O federal e o municipal
Para se compreender
melhor a dinâmica eleitoral do momento, muito haveria a se falar,
aqui, a respeito das substanciais diferenças entre eleição e
governabilidade em âmbito municipal e nacional - em que, entre tantos
outros fatores, o complexo sistema federativo, o bicameralismo e o
que alguns cientistas sociais chamam de “presidencialismo
parlamentarista” - além da a relação institucional com os estados e
municípios - têm de ser considerados.
Pois
a noção de que a proximidade e o grau de personalismo e de
identificação (bem como de repulsa) entre eleitores e candidatos é
muito maior no contexto do município tem sido um dado muito pouco observado nas análises relativas ao caso Maluf. E ela afigura-se essencial
para a contextualização da reação enfurecida contra a aliança, pois algo muito diferente
é esta dar-se, em âmbito federal, com o PP nacional – onde Maluf é um
cacique decadente entre outros tantos – ou numa aliança municipal,
ainda mais se selada com uma foto de Lula em alegre congraçamento
na mansão do ex-prefeito, maior símbolo da corrupção do país, novamente
prestigiado como figura pública em seu próprio curral eleitoral.
Em
outro registro, mas de modo análogo, a candidatura Freixo pelo PSOL
não pode ser entendida como um evento autônomo em relação à
atuação do partido em âmbito nacional e estadual. A conquista
massiva do voto petista – que se afigura essencial para sua vitória
– acabará por implicar, portanto, em uma cobrança de posicionamento do candidato
quanto à frequência com que a agremiação ao qual está filiado
tem se aliado, em votações no parlamento, ao conservadorismo do DEM e do PSDB - e, ainda mais grave,
como ele justifica que o PSOL, no deplorável estágio da mídia brasileira atual, tenha legitimado uma revista acusada de
graves crimes ao valer-se de “denúncias” de Gilmar Mendes ali
publicadas para endossar uma ação contra o ex-presidente Lula?
Caminho do meio
Penso que, tanto em um
caso como em outro, um meio-termo acabará por se impor como
necessário. Ou seja, Freixo muito provavelmente acabará obrigado –
se não para vencer as eleições, certamente para conseguir governar
– a compor alianças e a negociar com os representantes do grande
capital, mesmo que, em um e outro caso, se esforçando, com resultados efetivos ou enredando-se em autoengano, para conservar a dignidade.

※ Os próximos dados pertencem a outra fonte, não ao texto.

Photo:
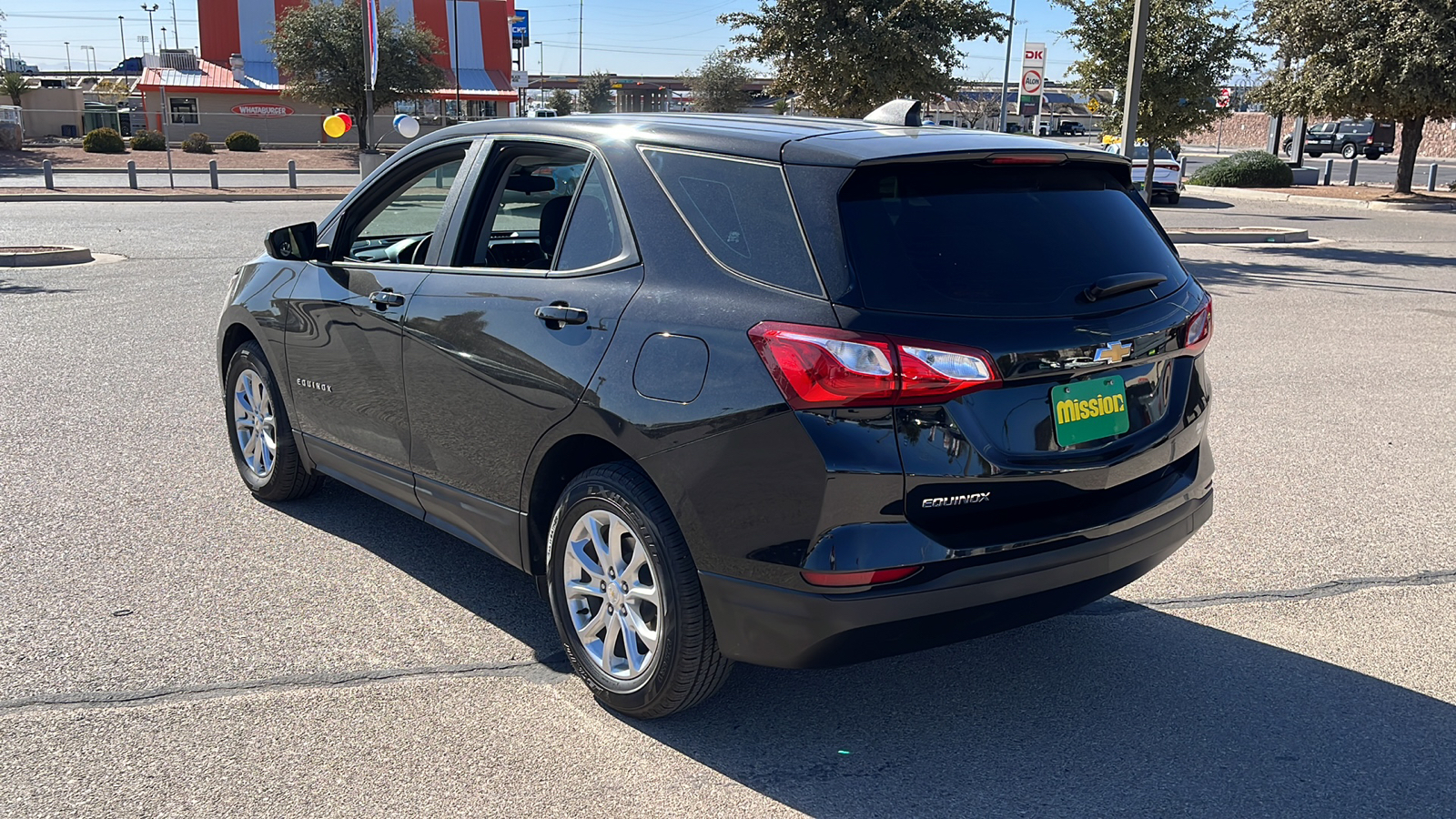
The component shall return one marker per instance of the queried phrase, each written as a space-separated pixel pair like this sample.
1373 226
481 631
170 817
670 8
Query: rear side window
968 239
740 212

Já em relação à eleição paulistana, parece ficar cada vez mais
claro que a aliança com Maluf foi um enorme, deplorável erro,
mas não por opor “puros” e “pragmáticos”, como os mais
afoitos prognosticaram, pois a questão central, no caso, nunca foi
que quaisquer alianças seriam, por si, condenáveis, mas sim quais seriam aceitáveis e quais não.
E com um político gestado pela ditadura militar, símbolo máximo da
corrupção, criminoso internacionalmente procurado, fiador da Rota
como esquadrão da morte de pobres e negros é, claramente,
inaceitável que a centro-esquerda faça alianças.
Tema perene
De
qualquer maneira, só o futuro dirá, com certeza, quais as
consequências da comnposiçãocom Maluf para a candidatura Haddad e da
recusa à realpolitik
para
o projeto político de Freixo. Mas a questão de fundo implicada
nessas posturas antagônicas deve permanecer ainda por um bom tempo
como um dos temas centrais do embate político, do interesse dos
jovens por política e, em decorrência, da própria evolução
democrática no Brasil.
Um comentário:
Me incomoda a aliança do referido deputado do PSOL com deputados cabralistas na Alerj para aprovar projetos de interesse de barões do fânqui carioca, como Rômulo Costa e DJ Malboro.